L'île de Kangaroo elle-même nourrit ce questionnement. « Il y a si peu de développement humain, vous avez vraiment l'impression d'être l'un des animaux », explique Gifford. « Quand vous voyez un kangourou mort, ou un poisson mort sur la plage, qu'est-ce que tout cela signifie? Cela renforce simplement ces questions pour moi, de quoi?

Pour David, les contraintes de temps et de budget signifiaient qu'il devait aborder ce film d'une manière très différente de son mode normal.

«Une grande partie de mon travail dans le passé a été des publicités de beauté avec des gens comme Kendall Jenner et Zendaya, où vous pouvez passer six heures sur un coup, vous obtenez trois jours pour une publicité de 30 secondes», dit-il. En revanche, ici, il brouille de quatre scènes par jour.

Bien qu'il soit loin d'être rude et prêt – une partie de la cinématographie est magnifique, et les performances sont toujours fortes – David dit que «des accidents heureux» étaient essentiels pour que tout fonctionne. « Il y a juste quelque chose de réel, fait à la main dans le film qui, je pense, ajoute une belle touche. »
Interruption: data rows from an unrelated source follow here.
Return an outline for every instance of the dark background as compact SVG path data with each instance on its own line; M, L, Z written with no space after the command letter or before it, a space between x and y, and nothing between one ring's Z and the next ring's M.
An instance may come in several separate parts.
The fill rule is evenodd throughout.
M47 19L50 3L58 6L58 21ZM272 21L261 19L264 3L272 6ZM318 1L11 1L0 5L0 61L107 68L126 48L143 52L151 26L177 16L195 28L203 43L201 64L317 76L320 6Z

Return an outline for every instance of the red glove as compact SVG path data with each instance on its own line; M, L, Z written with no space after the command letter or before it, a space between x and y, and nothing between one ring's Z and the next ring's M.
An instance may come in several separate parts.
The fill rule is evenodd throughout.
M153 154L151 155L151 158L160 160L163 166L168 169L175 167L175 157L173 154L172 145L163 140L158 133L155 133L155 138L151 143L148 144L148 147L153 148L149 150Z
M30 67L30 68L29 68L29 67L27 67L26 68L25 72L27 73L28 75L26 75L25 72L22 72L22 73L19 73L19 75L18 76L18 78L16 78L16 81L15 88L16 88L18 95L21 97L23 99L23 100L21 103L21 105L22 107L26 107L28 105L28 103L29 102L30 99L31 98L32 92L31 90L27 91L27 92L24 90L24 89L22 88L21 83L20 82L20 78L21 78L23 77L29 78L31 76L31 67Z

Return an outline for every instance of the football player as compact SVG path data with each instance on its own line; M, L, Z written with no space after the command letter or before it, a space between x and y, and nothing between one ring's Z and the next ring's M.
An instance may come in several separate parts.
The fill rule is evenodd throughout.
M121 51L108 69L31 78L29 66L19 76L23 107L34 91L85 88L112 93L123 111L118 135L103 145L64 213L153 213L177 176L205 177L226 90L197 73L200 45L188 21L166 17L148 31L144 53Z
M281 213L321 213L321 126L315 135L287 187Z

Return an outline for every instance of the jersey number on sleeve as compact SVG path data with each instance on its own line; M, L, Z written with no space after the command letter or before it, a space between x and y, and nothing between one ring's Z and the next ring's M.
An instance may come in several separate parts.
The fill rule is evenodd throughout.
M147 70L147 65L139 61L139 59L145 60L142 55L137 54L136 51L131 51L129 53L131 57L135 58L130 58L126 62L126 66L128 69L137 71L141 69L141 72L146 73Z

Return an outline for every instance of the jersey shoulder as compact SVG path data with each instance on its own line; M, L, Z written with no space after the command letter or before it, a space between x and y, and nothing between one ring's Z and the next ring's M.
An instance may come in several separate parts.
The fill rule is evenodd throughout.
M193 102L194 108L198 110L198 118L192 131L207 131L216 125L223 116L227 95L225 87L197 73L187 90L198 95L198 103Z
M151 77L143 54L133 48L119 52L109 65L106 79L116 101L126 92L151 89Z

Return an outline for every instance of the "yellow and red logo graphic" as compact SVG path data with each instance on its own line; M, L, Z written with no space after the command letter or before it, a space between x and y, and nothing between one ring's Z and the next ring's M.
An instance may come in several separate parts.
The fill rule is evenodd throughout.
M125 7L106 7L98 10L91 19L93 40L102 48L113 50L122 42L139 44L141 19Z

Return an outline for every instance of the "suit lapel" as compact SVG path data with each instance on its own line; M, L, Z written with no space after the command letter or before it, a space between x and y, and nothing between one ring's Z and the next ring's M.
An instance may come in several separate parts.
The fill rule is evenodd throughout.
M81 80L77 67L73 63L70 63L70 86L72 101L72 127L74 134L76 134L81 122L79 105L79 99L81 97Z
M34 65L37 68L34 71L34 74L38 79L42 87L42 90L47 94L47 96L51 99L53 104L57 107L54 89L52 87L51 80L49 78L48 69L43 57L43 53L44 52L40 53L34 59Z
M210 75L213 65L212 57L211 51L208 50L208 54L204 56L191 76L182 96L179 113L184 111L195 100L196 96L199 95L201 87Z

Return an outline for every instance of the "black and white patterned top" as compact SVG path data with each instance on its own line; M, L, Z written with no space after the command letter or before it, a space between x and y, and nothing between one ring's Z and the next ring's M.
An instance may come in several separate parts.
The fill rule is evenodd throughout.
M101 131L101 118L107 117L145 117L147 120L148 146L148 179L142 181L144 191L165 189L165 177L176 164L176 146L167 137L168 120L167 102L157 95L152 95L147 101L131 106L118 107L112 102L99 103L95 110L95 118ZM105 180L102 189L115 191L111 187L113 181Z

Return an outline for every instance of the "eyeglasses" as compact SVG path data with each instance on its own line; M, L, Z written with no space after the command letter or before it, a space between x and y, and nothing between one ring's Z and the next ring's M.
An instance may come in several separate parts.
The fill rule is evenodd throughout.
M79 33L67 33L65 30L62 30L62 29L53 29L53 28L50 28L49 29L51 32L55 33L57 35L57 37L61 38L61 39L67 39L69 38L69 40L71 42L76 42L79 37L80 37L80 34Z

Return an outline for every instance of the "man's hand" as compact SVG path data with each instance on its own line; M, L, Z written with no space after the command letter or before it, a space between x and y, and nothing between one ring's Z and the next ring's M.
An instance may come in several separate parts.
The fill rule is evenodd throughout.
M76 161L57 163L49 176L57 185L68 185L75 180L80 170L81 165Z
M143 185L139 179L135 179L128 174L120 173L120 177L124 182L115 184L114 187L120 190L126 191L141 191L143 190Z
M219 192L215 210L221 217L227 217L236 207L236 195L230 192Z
Pourtant, c'était parfois le siège du pantalon. Une scène de dîner critique a été réalisée en seulement deux prises, par exemple, malgré le fait que dans le premier, aucun des deux caméras n'a capturé Erik Thomson, qui était un acteur clé. «Dieu merci, il a fait exactement la même performance brillante la deuxième fois», explique David.

En parlant de Dieu… c'est une chose rare pour un film d'y aller, avec ni un prosélytisme ni une intention critique. Mais le fait sans vergogne.

Erik Thomson comme Rory, le patriarche de la famille.

Erik Thomson comme Rory, le patriarche de la famille.Crédit: Maslow Entertainment

«Je pense que c'est effrayant de faire un film sur Dieu, les sentiments, l'amour et la fin de vie, car il se penche sur le drame et l'émotivité», explique Gifford, qui dit que sa propre position sur le thème de Dieu est «juste ce questionnement constant».

«Nous sommes en fait fatigués des films qui se sentent un peu glibs et ironiques», ajoute-t-elle, «et nous voulions juste nous appuyer sur cette sentimentalité.»

«Pour moi», dit David (qui «réserve un jugement jusqu'à ma mort» sur la question de Dieu), «c'était agréable de voir un script où il n'y a pas de mauvaise personne. C'est juste que la vie peut vous frapper d'une certaine manière, et vous êtes obligé de réagir et de prendre des décisions qui peuvent vous faire paraître mal, mais cela ne signifie pas que vous êtes mauvais.

«C'est la vie», ajoute-t-il. «Il s'agit d'un documentaire sur l'animal humain.»

Île Kangourou est dans les cinémas le 21 août.